While rural towns may be less dependent on the internet now, its reach is constantly growing. The number of users has blossomed over 10 years, and with a wide range of internet–only services, advantages and companies, the web’s benefits are matching its growing size.
For students applying to university, being familiar with internet research is an advantage. It’s also useful for everyday educational services — Google, Wikipedia, Dictionary.com, and About.com are just a few websites that provide users with quick, useful information. Those who don’t have the internet can still use a library and books, but having the internet provides them with a more extensive resource of information in a short amount of time.
For those in rural communities, the need to get online will increase. While some farmers and rural families may not have the demand now, they certainly will when mail and banking move online. Likewise, if people from rural communities ever want to apply for jobs in a city, those without internet-savvy skills are at a disadvantage.

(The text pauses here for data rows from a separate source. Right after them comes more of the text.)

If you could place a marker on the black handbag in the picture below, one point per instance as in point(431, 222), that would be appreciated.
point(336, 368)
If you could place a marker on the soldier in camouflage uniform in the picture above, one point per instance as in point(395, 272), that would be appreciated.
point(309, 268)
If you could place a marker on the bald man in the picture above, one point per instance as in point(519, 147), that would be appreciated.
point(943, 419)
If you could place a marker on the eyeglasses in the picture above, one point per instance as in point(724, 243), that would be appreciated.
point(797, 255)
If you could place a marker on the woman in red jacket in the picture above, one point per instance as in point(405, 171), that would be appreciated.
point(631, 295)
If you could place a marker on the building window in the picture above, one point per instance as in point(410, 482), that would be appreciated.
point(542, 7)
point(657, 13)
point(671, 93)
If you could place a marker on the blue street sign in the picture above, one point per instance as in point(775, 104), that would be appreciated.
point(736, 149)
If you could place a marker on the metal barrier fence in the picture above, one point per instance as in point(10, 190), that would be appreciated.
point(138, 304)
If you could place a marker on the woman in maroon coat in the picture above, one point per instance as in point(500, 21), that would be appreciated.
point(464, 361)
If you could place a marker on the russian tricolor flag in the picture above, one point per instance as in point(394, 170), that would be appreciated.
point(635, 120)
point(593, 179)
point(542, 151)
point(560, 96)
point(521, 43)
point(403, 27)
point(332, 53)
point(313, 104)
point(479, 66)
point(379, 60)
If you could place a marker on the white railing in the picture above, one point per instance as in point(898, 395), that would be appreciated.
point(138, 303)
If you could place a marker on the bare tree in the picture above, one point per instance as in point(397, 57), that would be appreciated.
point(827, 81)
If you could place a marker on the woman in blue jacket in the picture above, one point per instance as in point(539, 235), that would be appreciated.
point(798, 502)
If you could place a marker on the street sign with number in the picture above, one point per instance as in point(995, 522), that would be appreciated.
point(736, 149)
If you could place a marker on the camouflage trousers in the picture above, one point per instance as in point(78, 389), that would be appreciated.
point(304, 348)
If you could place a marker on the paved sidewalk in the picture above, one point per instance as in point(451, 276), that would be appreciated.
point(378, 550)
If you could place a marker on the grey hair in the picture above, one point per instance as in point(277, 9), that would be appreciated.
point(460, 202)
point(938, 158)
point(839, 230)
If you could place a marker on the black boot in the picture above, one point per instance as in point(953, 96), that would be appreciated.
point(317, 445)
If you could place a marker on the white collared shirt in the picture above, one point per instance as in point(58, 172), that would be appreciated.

Additionally, providing internet services in every community may cause populations in rural areas to increase. Toronto is crowded enough, so developing smaller communities could be seen as an advantage.
A serious question to consider is who should fund this project. The Canadian government has a long history of creating and supporting infrastructure, such as creating the railroad and mail service in an attempt to connect Canadians and create a more global community. Although the railroad and postal service are still important, as technology changes, culture changes. The internet could be the new postal service, and without it, will Canadians ever have the chance to be completely connected?
Private companies won’t expand their services because they don’t see these areas as being profitable. However, the government has more issues to evaluate than just money, such as equal opportunities to communicate and encouraging nationalism among every Canadian citizen.
Communications services should be on the government’s radar because they abolish space constraints and connect citizens, making Canada a smaller country. And, like the railroad and mail service, it motivates us to develop even more and become a better, united country.